In
corpus-based speech synthesis
this chapter, we present the main trends in corpus-based speech synthesis, assuming a stream of phonemes and prosodic target as input. From the early diphone-based speech synthesizers to the state-of-the art unit-selection-based synthesizers, to the promising statistical parametric techniques, we emphasize the engineering trade-offs that arise when designing such systems.

In particular, we examine the mathematical foundations of available methods for modifying the fundamental frequency and the duration of speech units for concatenative synthesis, as well as for smoothing discontinuities at concatenation points. For each of these problems, we analyze time- and frequency-domain processing, using algorithms such as time-domain pitch-synchronous overlap-add (TD-PSOLA), multiband resynthesis overlap-add (MBROLA), and the harmonic-plus-noise model (HNM).

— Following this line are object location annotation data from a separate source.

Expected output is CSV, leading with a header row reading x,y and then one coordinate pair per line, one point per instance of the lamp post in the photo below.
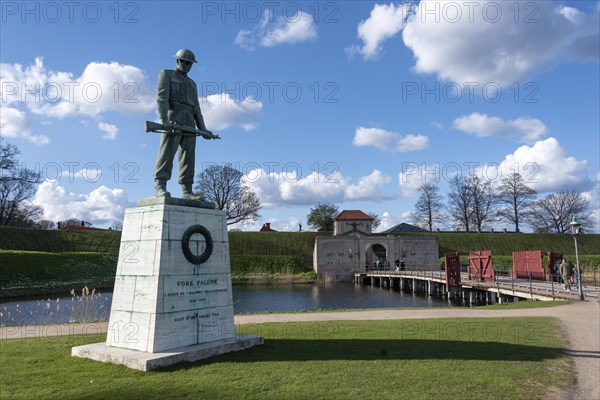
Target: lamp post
x,y
575,232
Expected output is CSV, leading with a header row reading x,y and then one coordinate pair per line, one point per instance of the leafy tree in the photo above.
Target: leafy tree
x,y
514,199
554,212
321,217
460,202
117,226
428,209
225,186
17,186
483,201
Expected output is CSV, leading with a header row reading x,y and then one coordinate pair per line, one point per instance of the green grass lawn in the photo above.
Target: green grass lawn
x,y
499,358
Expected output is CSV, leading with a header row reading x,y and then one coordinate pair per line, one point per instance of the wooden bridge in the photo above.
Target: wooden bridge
x,y
500,290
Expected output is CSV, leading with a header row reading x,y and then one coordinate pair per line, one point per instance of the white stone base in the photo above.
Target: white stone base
x,y
144,361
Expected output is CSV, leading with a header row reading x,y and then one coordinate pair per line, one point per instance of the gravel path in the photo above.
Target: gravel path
x,y
580,320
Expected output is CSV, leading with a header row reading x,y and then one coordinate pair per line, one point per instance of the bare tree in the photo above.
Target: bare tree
x,y
17,186
321,217
429,207
224,186
376,220
46,224
460,202
514,199
554,212
483,201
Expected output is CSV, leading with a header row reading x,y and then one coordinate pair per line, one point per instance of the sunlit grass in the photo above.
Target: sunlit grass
x,y
499,358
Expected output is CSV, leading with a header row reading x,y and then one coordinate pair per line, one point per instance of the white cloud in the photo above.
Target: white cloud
x,y
414,175
368,187
269,32
88,174
100,207
389,141
102,87
389,220
452,39
110,131
481,125
593,196
221,111
546,167
384,22
16,124
290,189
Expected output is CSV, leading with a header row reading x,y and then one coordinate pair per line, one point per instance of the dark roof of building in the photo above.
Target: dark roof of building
x,y
267,228
404,228
81,228
353,215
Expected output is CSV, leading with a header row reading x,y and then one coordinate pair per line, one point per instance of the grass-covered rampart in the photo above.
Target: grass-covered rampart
x,y
37,261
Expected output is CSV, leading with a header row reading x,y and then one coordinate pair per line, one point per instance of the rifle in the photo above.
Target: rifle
x,y
179,130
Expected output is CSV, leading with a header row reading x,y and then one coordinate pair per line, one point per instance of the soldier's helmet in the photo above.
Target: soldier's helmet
x,y
186,55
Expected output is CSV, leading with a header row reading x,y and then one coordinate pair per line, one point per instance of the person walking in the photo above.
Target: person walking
x,y
565,272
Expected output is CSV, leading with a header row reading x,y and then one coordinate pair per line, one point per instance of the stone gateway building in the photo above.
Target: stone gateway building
x,y
353,248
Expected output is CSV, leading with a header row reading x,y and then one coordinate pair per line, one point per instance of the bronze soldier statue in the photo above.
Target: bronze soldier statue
x,y
177,98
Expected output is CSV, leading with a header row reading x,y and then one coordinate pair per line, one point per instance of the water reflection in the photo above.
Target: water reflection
x,y
252,299
246,299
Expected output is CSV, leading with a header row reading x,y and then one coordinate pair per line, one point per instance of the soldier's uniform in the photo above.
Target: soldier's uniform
x,y
177,98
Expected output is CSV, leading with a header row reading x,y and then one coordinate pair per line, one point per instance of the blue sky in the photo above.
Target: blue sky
x,y
354,103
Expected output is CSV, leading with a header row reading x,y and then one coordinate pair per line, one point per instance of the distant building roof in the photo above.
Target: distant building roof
x,y
81,228
267,228
353,215
404,228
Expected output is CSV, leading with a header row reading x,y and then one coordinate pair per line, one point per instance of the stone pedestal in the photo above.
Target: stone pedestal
x,y
172,300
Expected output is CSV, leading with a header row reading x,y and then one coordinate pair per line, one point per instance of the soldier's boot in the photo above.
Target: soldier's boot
x,y
188,194
161,189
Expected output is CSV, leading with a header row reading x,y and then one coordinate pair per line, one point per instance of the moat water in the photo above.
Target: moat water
x,y
246,300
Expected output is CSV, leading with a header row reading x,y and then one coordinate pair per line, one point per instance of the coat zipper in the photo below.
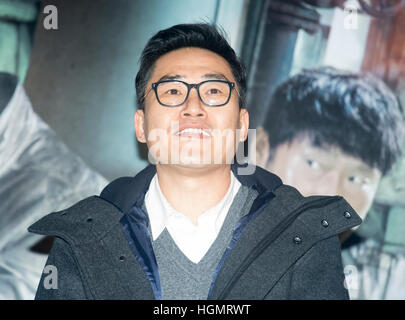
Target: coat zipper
x,y
270,238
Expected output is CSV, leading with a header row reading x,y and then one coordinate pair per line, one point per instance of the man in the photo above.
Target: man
x,y
334,132
193,226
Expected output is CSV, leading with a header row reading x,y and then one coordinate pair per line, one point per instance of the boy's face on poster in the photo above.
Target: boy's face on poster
x,y
326,171
176,144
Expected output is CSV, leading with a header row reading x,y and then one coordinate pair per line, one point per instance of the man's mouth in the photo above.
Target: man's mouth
x,y
194,132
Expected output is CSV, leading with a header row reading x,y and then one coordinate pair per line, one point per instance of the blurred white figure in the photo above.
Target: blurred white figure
x,y
38,175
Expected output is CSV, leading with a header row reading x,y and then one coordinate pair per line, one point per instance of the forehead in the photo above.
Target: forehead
x,y
191,63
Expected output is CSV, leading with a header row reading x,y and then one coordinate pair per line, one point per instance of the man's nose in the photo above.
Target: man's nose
x,y
193,107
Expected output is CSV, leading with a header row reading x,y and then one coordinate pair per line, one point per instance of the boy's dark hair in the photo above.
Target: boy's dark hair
x,y
200,35
356,112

We then provide a comprehensive description of how and why concatenative speech synthesis has progressively adopted large speech corpora, using the principle of context-oriented clustering as a smooth transition from fixed inventory synthesis to unit selection and statistical parametric synthesis.

Our description of unit selection emphasizes important issues related to the definition of optimal target and concatenation costs, as well as to the design of the speech corpus (including memory cost issues) and the reduction of computational costs.

We conclude the chapter with the mathematical framework underlying HMM-based speech synthesis and an outline of its main perspectives.